Cohabitation avant l’heure ou fronde ? Quand Olivier Guichard rappelle à l’ordre Jacques Chirac

La constitution de la Ve République est indissociable de sa pratique. En théorie, le chef du gouvernement est en retrait derrière le président de la République mais maints exemples viennent rappeler que la situation peut être parfois bien différente. Que l’on songe par exemple aux cohabitations de 1986-1988, 1993-1995 et 1997-2002. Toutes ont d’ailleurs en commun d’y mêler Jacques Chirac, que cela soit en tant que premier ministre, candidat à l’élection présidentielle où hôte de l’Elysée. Il est vrai qu’il a l’expérience de ce type de situations, lui qui parvient à susciter en 1974 l’ire du breton Olivier Guichard.

Une partie des soutiens de Jacques Chirac à la fin des années 1970. on reconnait notamment, à gauche, CHarles Pasqua et Jacques Toubon. Collection particulière.

Quelques mois seulement après la victoire de Valéry Giscard d’Estaing à l’élection présidentielle, la situation devrait en théorie être au beau fixe dans les rangs de la droite. Il n’en est rien et c’est même la division qui menace, à tel point que le grand quotidien du soir Le Monde n’hésite pas à affirmer, dans son édition du 18 janvier 1975, que « la remontée de l’UDR préoccupe les républicains indépendants »1. La situation est telle qu’Olivier Guichard, baron du gaullisme, petit-fils du directeur des Chantiers et ateliers de la Loire à Saint-Nazaire, inamovible maire de La Baule et parlementaire systématiquement réélu dans sa circonscription de Loire-Atlantique est obligé de donner de la voix pour rappeler à l’ordre… le premier ministre, Jacques Chirac.

Situation en effet paradoxale que ce début de septennat de Valéry Giscard d’Estaing où, dès les premières semaines, l’Elysée et Matignon s’érigent en autant de forteresses non seulement imprenables mais qui, de surcroît, se ciblent mutuellement. Bien qu’en position théoriquement subalterne, et donc défavorable, Jacques Chirac dispose de cartes importantes puisqu’il est également chef de l’Union des démocrates pour la République, formation politique gaulliste née en 1967 de la fusion de l’Union pour la nouvelle République et de l’Union démocratique du travail.

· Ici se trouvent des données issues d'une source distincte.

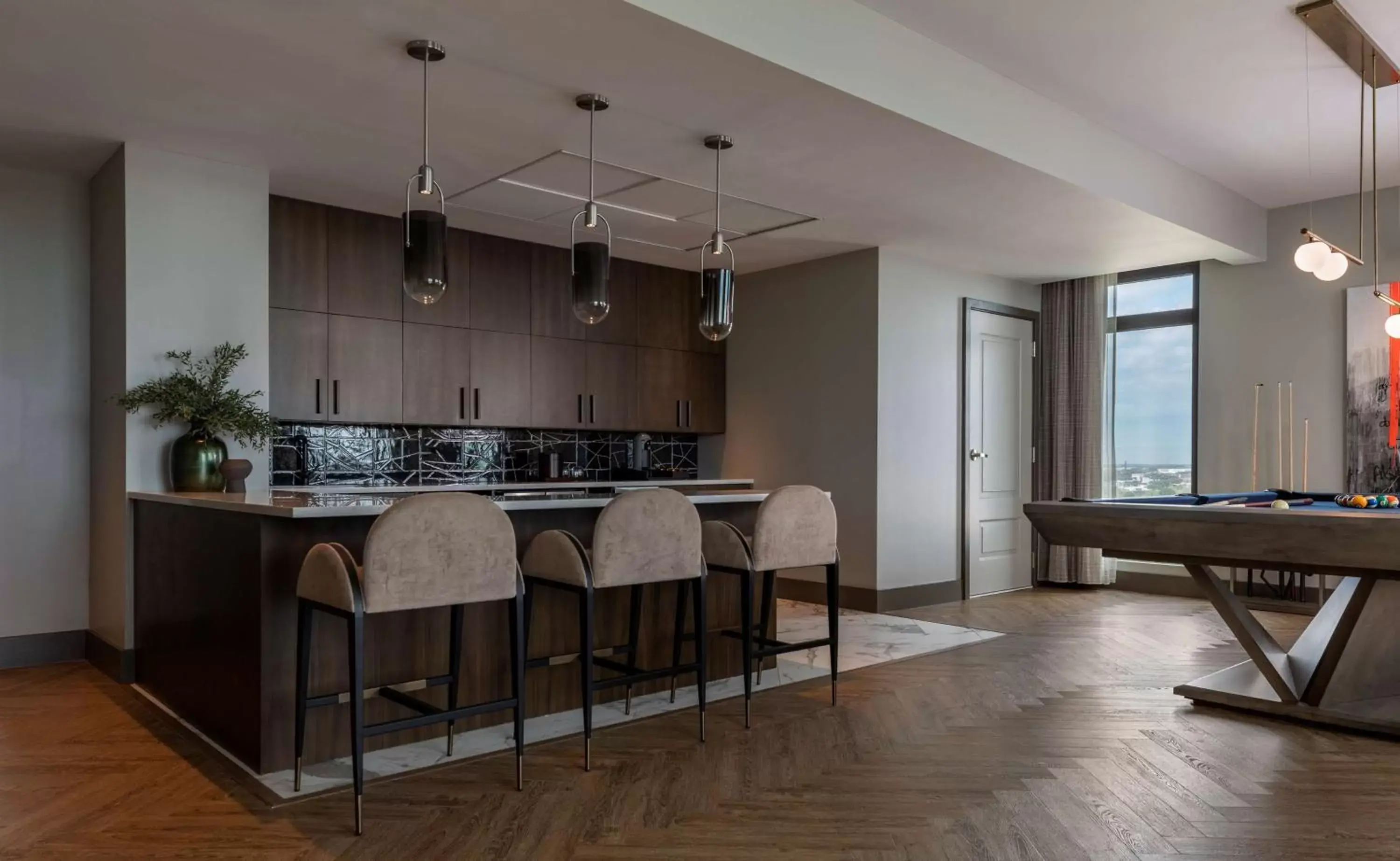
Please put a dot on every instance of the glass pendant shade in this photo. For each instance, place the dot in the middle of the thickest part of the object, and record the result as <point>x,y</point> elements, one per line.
<point>716,303</point>
<point>1332,268</point>
<point>1311,255</point>
<point>588,289</point>
<point>425,257</point>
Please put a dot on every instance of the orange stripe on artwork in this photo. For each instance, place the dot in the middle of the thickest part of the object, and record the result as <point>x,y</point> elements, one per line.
<point>1395,376</point>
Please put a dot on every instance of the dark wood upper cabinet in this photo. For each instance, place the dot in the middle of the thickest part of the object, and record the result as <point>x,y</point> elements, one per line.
<point>500,285</point>
<point>296,255</point>
<point>663,309</point>
<point>611,391</point>
<point>621,324</point>
<point>556,383</point>
<point>663,383</point>
<point>299,384</point>
<point>500,380</point>
<point>552,311</point>
<point>366,360</point>
<point>437,374</point>
<point>364,265</point>
<point>705,394</point>
<point>455,306</point>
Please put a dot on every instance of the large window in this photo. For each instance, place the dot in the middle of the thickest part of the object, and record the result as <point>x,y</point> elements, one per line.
<point>1150,384</point>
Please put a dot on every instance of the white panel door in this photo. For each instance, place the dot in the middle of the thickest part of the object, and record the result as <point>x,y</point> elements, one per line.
<point>999,404</point>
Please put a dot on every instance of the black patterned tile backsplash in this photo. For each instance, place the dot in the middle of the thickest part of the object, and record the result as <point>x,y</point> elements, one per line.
<point>392,454</point>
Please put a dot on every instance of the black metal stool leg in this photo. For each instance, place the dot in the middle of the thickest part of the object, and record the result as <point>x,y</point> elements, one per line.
<point>833,612</point>
<point>586,664</point>
<point>700,647</point>
<point>356,630</point>
<point>678,640</point>
<point>454,668</point>
<point>765,614</point>
<point>747,640</point>
<point>518,646</point>
<point>633,633</point>
<point>303,679</point>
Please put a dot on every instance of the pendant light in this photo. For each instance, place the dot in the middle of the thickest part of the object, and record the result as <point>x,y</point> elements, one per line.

C’est d’ailleurs précisément l’angle que choisit Olivier Guichard pour l’attaquer. Evoquant « la confusion des responsabilités » de celui qui est à la fois premier-ministre et secrétaire général de l’UDR, il va même jusqu’à parler de « coup de force ». Il est vrai que Matignon se permet de contester l’agenda de l’Elysée en qualifiant « d’annexe » la question de l’élection au suffrage universel du parlement européen et en annonçant, sans pincettes, son opposition à toute réforme du mode scrutin et à la moindre introduction de proportionnelle dans le processus de composition de l’Assemblée nationale.

Olivier Guichard, garde des Sceaux, lors de la séance de rentrée de la Cour de cassation, en 1977. Collection particulière.

Cette crise est en définitive doublement paradoxale. Non seulement la zizanie règne à droite alors qu’elle vient, quelques semaines plus tôt, de remporter la magistrature suprême mais, de surcroit, des alliances assez surnaturelles se composent au gré des circonstances. Ainsi c’est le baron gaulliste Olivier Guichard qui s’en prend au chef du parti gaulliste Jacques Chirac, ce qui en définitive fait le jeu du Président de la République, qui lui n’est pas gaulliste. La suite on la connait. Jacques Chirac ne tarde pas à saborder l’UDR pour créer le RPR puis, la même année, démissionne de Matignon, déclarant ouvertement la guerre à Valéry Giscard d’Estaing. A front renversé, Olivier Guichard, lui, deviendra le garde des sceaux de Raymond Barre.

Erwan LE GALL

 

 

 

 

1 COPPOLANI, René et GARDAIR, Jean-Michel, La France de 1945 à 1976 à travers un choix d’articles du Monde, Paris, Hatier, 1976, p. 70-71.